Published 2021-04-10.
Last modified 2023-06-01.
Time to read: 5 minutes.
git
collection.
I have several trees of git repositories, grouped into subdirectories. The total number of repositories in in the hundreds. Here is a sanitized depiction of one of my git directory trees:
├── cadenzaHome │ ├── cadenzaAssets │ ├── cadenzaCode │ │ ├── cadenzaClient │ │ ├── cadenzaCourseCode │ │ ├── cadenzaDependencies │ │ ├── cadenzaLibs │ │ ├── cadenzaServer │ │ ├── cadenzaServerNext │ │ └── cadenzaSupport │ ├── cadenzaCreative │ │ └── cadenzaCreativeTemplates │ ├── cadenzaCreativeBackup │ └── cadenzaCurriculum ├── django │ ├── django │ ├── django-oscar │ ├── frobshop │ ├── main │ └── oscar ├── jekyll │ ├── jekyllTemplate │ └── jekyll-flexible-include-plugin
Some git repos are forks,
and I defined upstream
git remotes for them,
in addition to the usual origin
remote.
Two Use Cases
This article discusses the two use cases for git-tree
,
a Ruby gem I wrote to help me work efficiently with all those projects.

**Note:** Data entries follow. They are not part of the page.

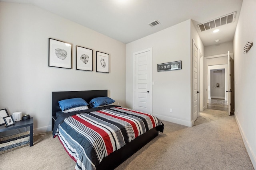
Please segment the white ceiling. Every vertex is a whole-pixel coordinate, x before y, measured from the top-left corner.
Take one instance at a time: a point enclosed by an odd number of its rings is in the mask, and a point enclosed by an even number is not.
[[[242,0],[1,0],[32,4],[124,43],[191,19],[195,25],[236,12],[235,22],[201,32],[205,46],[233,40]],[[155,20],[161,23],[151,27]],[[216,43],[214,40],[220,39]]]

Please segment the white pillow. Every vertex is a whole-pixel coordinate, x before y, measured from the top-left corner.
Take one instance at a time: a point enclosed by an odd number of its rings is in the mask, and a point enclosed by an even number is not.
[[[72,108],[67,110],[62,111],[63,113],[69,113],[72,111],[78,111],[79,110],[83,110],[88,109],[88,106],[82,106],[77,107],[76,107]]]

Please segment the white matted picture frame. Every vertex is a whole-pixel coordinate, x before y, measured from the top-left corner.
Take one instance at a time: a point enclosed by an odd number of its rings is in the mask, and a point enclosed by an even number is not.
[[[71,69],[72,45],[49,38],[49,66]]]
[[[13,119],[12,115],[4,117],[4,120],[5,123],[6,124],[6,126],[10,126],[11,125],[15,124],[15,121]]]
[[[5,124],[5,121],[4,117],[9,115],[9,113],[6,109],[2,109],[0,110],[0,125]]]
[[[76,70],[92,71],[93,50],[76,45]]]
[[[109,55],[108,54],[96,51],[96,71],[109,73]]]

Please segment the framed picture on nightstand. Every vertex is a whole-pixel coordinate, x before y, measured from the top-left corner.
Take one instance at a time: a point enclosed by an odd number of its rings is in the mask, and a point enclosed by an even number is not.
[[[4,120],[5,123],[6,124],[6,126],[10,126],[11,125],[15,124],[14,120],[13,119],[12,115],[4,117]]]
[[[0,125],[5,124],[4,117],[8,116],[8,115],[9,114],[6,109],[0,110]]]

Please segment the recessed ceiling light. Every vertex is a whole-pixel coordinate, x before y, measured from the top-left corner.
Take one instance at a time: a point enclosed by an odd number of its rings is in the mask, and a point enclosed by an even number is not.
[[[215,29],[215,30],[214,30],[212,32],[215,33],[216,33],[216,32],[219,32],[219,31],[220,31],[220,29]]]

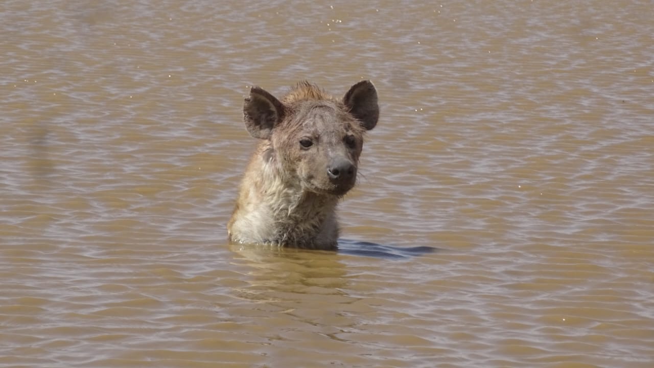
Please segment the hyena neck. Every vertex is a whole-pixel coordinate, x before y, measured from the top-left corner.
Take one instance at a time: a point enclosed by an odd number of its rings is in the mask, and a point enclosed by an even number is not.
[[[274,159],[263,164],[259,189],[262,202],[268,207],[274,224],[274,238],[270,242],[311,248],[320,242],[321,236],[327,235],[326,230],[337,234],[338,196],[303,188],[296,179],[284,175]]]

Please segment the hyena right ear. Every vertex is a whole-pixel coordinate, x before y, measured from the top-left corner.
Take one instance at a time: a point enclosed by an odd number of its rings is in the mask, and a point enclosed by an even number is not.
[[[252,87],[243,105],[243,120],[250,135],[270,138],[273,128],[284,119],[284,105],[259,87]]]

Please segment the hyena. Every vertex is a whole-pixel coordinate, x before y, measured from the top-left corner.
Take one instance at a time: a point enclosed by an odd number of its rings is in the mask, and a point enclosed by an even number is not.
[[[341,100],[305,81],[281,101],[253,87],[243,120],[259,141],[228,224],[230,240],[336,249],[336,206],[354,186],[364,134],[379,116],[369,81]]]

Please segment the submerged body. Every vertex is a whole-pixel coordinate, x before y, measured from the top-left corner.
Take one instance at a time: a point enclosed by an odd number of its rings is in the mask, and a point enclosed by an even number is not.
[[[336,249],[336,206],[356,183],[364,133],[379,117],[375,87],[360,82],[337,100],[301,83],[281,101],[254,87],[243,115],[260,140],[228,224],[230,240]]]

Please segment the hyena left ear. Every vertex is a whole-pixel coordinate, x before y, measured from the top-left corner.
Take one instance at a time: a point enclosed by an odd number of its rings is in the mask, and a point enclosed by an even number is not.
[[[284,105],[266,90],[252,87],[243,105],[243,121],[250,135],[267,139],[284,119]]]
[[[350,88],[343,98],[350,113],[370,130],[379,119],[379,105],[377,103],[377,90],[370,81],[362,81]]]

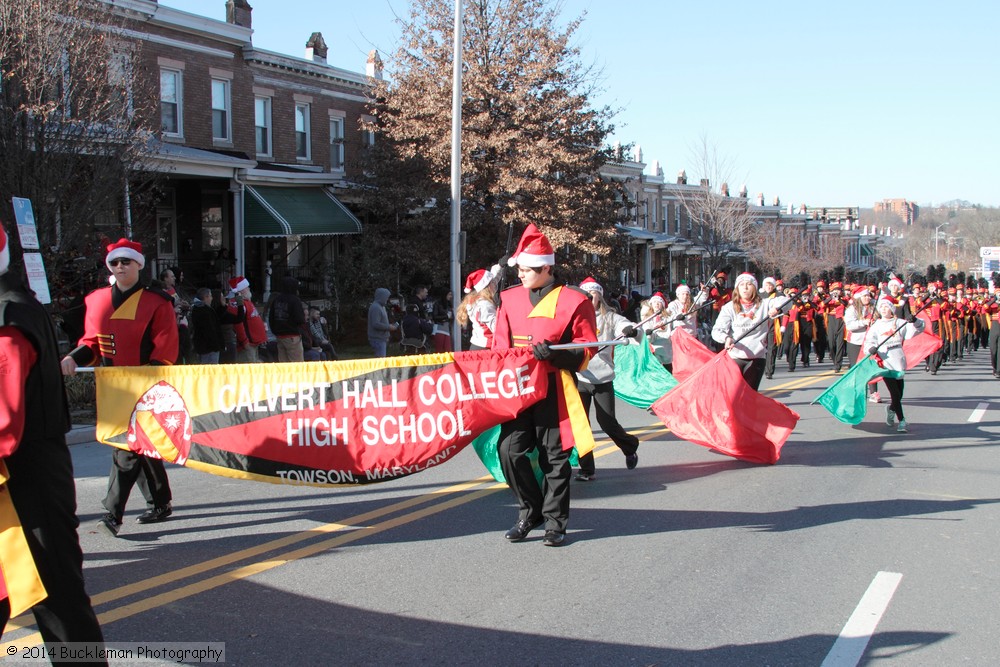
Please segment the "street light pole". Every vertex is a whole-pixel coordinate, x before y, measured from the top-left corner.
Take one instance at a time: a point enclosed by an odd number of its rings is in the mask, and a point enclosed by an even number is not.
[[[941,230],[942,227],[946,226],[947,224],[948,224],[947,222],[942,222],[940,225],[938,225],[937,227],[934,228],[934,263],[935,264],[938,263],[938,258],[937,258],[938,232]]]

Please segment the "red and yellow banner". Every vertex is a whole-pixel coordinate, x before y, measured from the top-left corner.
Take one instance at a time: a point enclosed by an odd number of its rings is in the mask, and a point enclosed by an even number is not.
[[[98,368],[97,439],[226,477],[381,482],[447,461],[541,400],[550,370],[530,348]]]

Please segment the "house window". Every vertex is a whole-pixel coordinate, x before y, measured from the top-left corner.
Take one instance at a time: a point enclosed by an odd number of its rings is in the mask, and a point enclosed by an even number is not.
[[[330,119],[330,169],[344,168],[344,119]]]
[[[257,139],[257,155],[271,154],[271,98],[254,99],[254,136]]]
[[[309,105],[295,105],[295,157],[309,159]]]
[[[212,138],[230,141],[229,82],[212,79]]]
[[[179,70],[160,70],[160,129],[164,134],[183,134],[183,81]]]

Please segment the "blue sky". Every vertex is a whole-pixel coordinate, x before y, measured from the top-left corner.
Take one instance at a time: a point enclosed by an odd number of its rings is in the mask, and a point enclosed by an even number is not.
[[[160,0],[225,18],[224,0]],[[301,56],[323,33],[328,62],[364,71],[395,50],[406,0],[250,0],[254,44]],[[620,108],[614,139],[668,179],[697,173],[702,137],[768,203],[1000,205],[1000,3],[842,0],[714,3],[564,0],[596,106]]]

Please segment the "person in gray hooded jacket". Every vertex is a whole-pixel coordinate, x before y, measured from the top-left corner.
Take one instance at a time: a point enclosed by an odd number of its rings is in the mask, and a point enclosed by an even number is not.
[[[375,290],[375,299],[368,308],[368,343],[372,346],[376,357],[385,356],[389,333],[398,328],[389,322],[389,313],[385,309],[389,294],[389,290],[379,287]]]

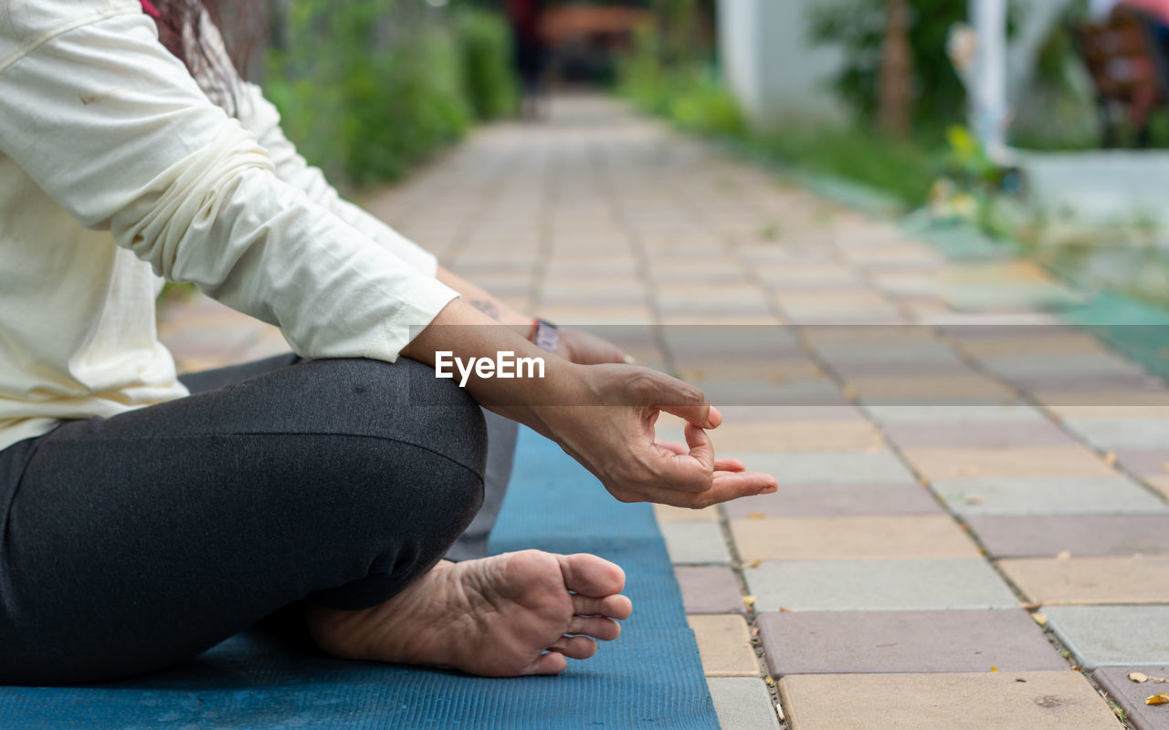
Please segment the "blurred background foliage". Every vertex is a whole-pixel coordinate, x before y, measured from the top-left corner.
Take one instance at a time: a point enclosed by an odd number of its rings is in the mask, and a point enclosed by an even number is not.
[[[516,109],[509,26],[471,2],[288,0],[271,28],[264,91],[343,187],[396,179]]]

Directories containing a file called .ignore
are ignored.
The source code for git-tree
is in
this GitHub repo.
The gem is published on RubyGems.org.
Use Case: Dependent Gem Maintenance
One of my directory trees holds Jekyll plugins, packaged as 25 gems. They depend on one another, and must be built in a particular order. Sometimes an operation must be performed on all of the plugins, and then rebuild them all.

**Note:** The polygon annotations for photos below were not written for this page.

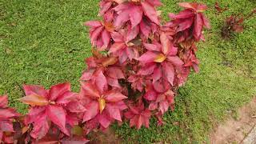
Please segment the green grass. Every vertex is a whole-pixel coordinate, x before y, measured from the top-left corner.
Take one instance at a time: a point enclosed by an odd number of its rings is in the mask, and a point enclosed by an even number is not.
[[[178,0],[163,0],[165,18],[177,12]],[[210,9],[206,15],[212,29],[205,32],[206,42],[198,45],[201,71],[190,76],[179,90],[174,112],[167,113],[164,126],[130,129],[114,126],[126,142],[150,143],[209,142],[209,131],[256,94],[256,18],[246,20],[246,30],[231,40],[220,37],[226,17],[248,14],[256,7],[254,0],[220,0],[228,10],[216,14],[215,0],[201,1]],[[0,94],[10,95],[10,106],[24,112],[16,99],[23,95],[22,86],[53,84],[70,81],[78,91],[90,44],[82,22],[97,18],[95,0],[3,0],[0,2]],[[228,64],[228,65],[227,65]]]

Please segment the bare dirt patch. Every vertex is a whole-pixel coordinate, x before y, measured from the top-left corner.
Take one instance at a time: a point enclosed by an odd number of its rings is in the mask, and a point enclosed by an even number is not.
[[[256,125],[256,98],[238,110],[237,119],[230,118],[210,134],[210,143],[240,143]]]

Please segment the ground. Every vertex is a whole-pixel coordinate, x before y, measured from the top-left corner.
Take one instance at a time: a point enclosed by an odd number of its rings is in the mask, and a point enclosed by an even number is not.
[[[162,0],[164,19],[178,12],[178,0]],[[210,142],[210,131],[226,118],[236,117],[238,107],[256,95],[256,18],[246,20],[245,31],[230,40],[221,38],[223,20],[232,14],[243,14],[256,7],[254,0],[220,0],[228,10],[217,14],[215,0],[198,1],[209,6],[212,29],[205,31],[206,42],[198,45],[201,71],[190,76],[179,90],[176,107],[167,113],[166,125],[150,129],[130,129],[127,123],[113,126],[124,142],[173,143]],[[88,29],[82,22],[98,19],[95,0],[2,0],[0,2],[0,94],[8,94],[10,106],[26,110],[17,98],[22,86],[71,82],[78,78],[90,55]],[[129,141],[127,141],[129,140]]]

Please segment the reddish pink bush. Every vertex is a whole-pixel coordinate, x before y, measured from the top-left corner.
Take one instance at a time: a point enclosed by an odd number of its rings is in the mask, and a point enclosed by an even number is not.
[[[6,108],[6,96],[0,97],[2,141],[86,143],[90,131],[104,130],[115,121],[126,119],[140,129],[149,127],[154,116],[162,125],[163,114],[174,108],[177,89],[190,69],[199,70],[196,42],[204,40],[202,30],[210,23],[205,5],[179,3],[184,10],[170,14],[166,23],[159,6],[159,0],[102,0],[102,21],[84,23],[94,48],[80,92],[72,92],[67,82],[50,90],[26,85],[20,100],[30,108],[19,118]]]

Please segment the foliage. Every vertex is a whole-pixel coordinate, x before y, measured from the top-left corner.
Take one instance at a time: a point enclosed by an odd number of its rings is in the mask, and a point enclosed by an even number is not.
[[[152,116],[163,124],[162,117],[174,109],[190,69],[199,70],[196,42],[204,40],[202,30],[210,23],[205,5],[181,2],[184,10],[170,14],[170,21],[162,24],[156,10],[161,5],[158,0],[102,0],[102,21],[84,23],[94,48],[86,59],[80,92],[72,92],[68,82],[50,90],[25,85],[20,100],[30,109],[20,118],[6,108],[6,97],[0,97],[0,122],[9,126],[1,125],[2,140],[86,143],[90,131],[104,130],[123,116],[137,129],[149,127]]]

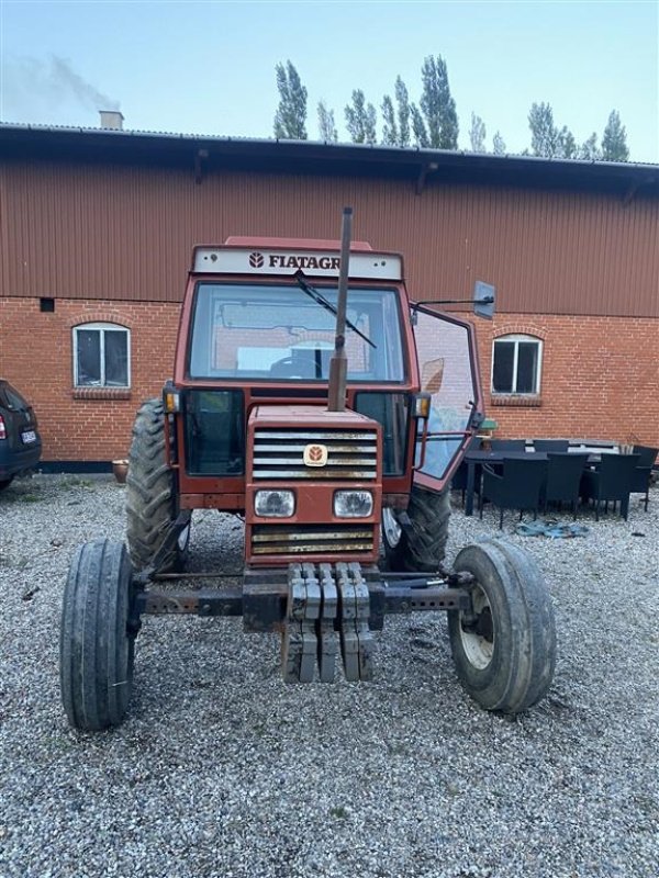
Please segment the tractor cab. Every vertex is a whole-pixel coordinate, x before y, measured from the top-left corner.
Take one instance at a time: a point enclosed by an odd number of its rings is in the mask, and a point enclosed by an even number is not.
[[[230,238],[193,252],[165,393],[179,503],[244,513],[248,537],[268,543],[248,542],[250,563],[346,551],[375,561],[381,508],[404,511],[414,481],[443,492],[481,417],[470,324],[411,305],[402,257],[359,241],[347,272],[345,412],[327,410],[339,263],[333,241]],[[333,506],[350,491],[372,495],[358,528]],[[305,544],[300,526],[312,528]]]
[[[143,615],[242,617],[280,633],[284,680],[332,683],[339,663],[372,679],[387,615],[446,611],[457,675],[483,708],[516,713],[547,691],[556,633],[533,559],[488,540],[444,563],[448,481],[481,418],[471,326],[411,303],[402,258],[350,247],[350,222],[346,209],[340,248],[196,248],[174,380],[133,428],[127,550],[86,543],[69,570],[75,728],[123,720]],[[197,508],[244,517],[242,576],[220,560],[186,570]]]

Most operations do not require that the projects be processed in any particular order, however the build process must be invoked on the dependencies first. It is quite tedious to do this 25 times, over and over.

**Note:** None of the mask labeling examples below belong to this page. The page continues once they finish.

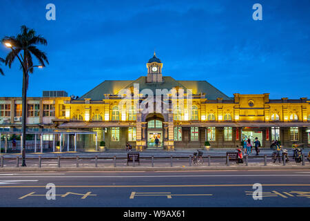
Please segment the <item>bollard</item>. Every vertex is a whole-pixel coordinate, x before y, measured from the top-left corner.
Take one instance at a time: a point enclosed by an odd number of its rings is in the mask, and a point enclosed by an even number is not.
[[[42,163],[42,158],[41,156],[39,156],[39,168],[41,168]]]
[[[19,157],[16,157],[16,167],[19,167]]]
[[[58,167],[60,167],[60,157],[57,157]]]

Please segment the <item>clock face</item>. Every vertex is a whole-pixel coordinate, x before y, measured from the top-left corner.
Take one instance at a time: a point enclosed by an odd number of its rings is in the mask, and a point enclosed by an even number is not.
[[[152,68],[152,70],[153,70],[153,72],[156,72],[157,71],[157,67]]]

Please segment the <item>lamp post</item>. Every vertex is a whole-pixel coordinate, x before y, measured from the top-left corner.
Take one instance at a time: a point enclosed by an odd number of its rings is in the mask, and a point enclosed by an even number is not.
[[[25,138],[26,138],[26,114],[27,114],[27,89],[28,89],[28,73],[33,68],[43,68],[43,66],[32,66],[30,68],[25,67],[23,62],[21,61],[20,57],[18,53],[16,52],[14,46],[10,42],[5,42],[4,45],[7,48],[11,48],[12,51],[15,54],[17,57],[19,62],[21,63],[21,67],[23,68],[23,92],[22,92],[22,113],[21,113],[21,142],[23,144],[22,151],[21,151],[21,157],[22,157],[22,164],[21,166],[27,166],[25,164]],[[15,49],[20,49],[19,48],[16,48]],[[25,58],[24,58],[25,59]]]

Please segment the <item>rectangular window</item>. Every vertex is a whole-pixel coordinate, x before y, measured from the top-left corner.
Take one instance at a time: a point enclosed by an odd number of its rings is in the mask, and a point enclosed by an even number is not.
[[[180,126],[174,128],[174,141],[182,141],[182,128]]]
[[[39,104],[28,104],[28,117],[39,117],[40,115]]]
[[[63,104],[59,104],[59,116],[65,117],[65,106]]]
[[[111,128],[112,141],[119,141],[119,127]]]
[[[198,127],[191,127],[191,141],[198,141]]]
[[[224,140],[225,141],[232,140],[232,128],[231,127],[224,128]]]
[[[54,116],[55,116],[55,105],[43,104],[43,117],[54,117]]]
[[[15,104],[15,117],[21,117],[22,113],[21,104]]]
[[[136,141],[136,128],[128,128],[128,141]]]
[[[271,127],[271,140],[280,140],[280,127]]]
[[[11,105],[9,104],[0,104],[0,117],[11,116]]]
[[[216,131],[215,127],[208,127],[207,130],[207,140],[208,141],[215,141],[216,140]]]
[[[291,141],[298,141],[298,127],[291,127],[290,129],[291,133]]]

Several years ago I wrote a bash script to perform this task, but as its requirements became more complex,
the bash script proved difficult to maintain.
This use case is now fulfilled by the git-tree-exec
command
provided by the git_tree
gem.
Use Case: Replicating Trees of Git Repositories
Whenever I set up an operating system for a new development computer, one of the tedious tasks that must be performed is to replicate the directory trees of git repositories.
It is a bad idea to attempt to copy an entire git repository between computers,
because the .git
directories within them can quite large.
So large, in fact, that it might much more time to copy than re-cloning.
The reason is that copying the entire git repo actually means copying the same information twice:
first the .git
hidden directory, complete with all the history for the project,
and then again for the files in the currently checked out branch.
Git repos store the entire development history of the project in their .git
directories,
so as they accumulate history they eventually become much larger than the
code that is checked out at any given time.
One morning I found myself facing the boring task of doing this manually once again. Instead, I wrote a bash script that scanned a git directory tree and wrote out another bash script that clones the repos in the tree. Any additional remote references are replicated.
Two years later, I decided to add new features to the script.
Bash is great for short scripts,
but it is not conducive to debugging or structured programming.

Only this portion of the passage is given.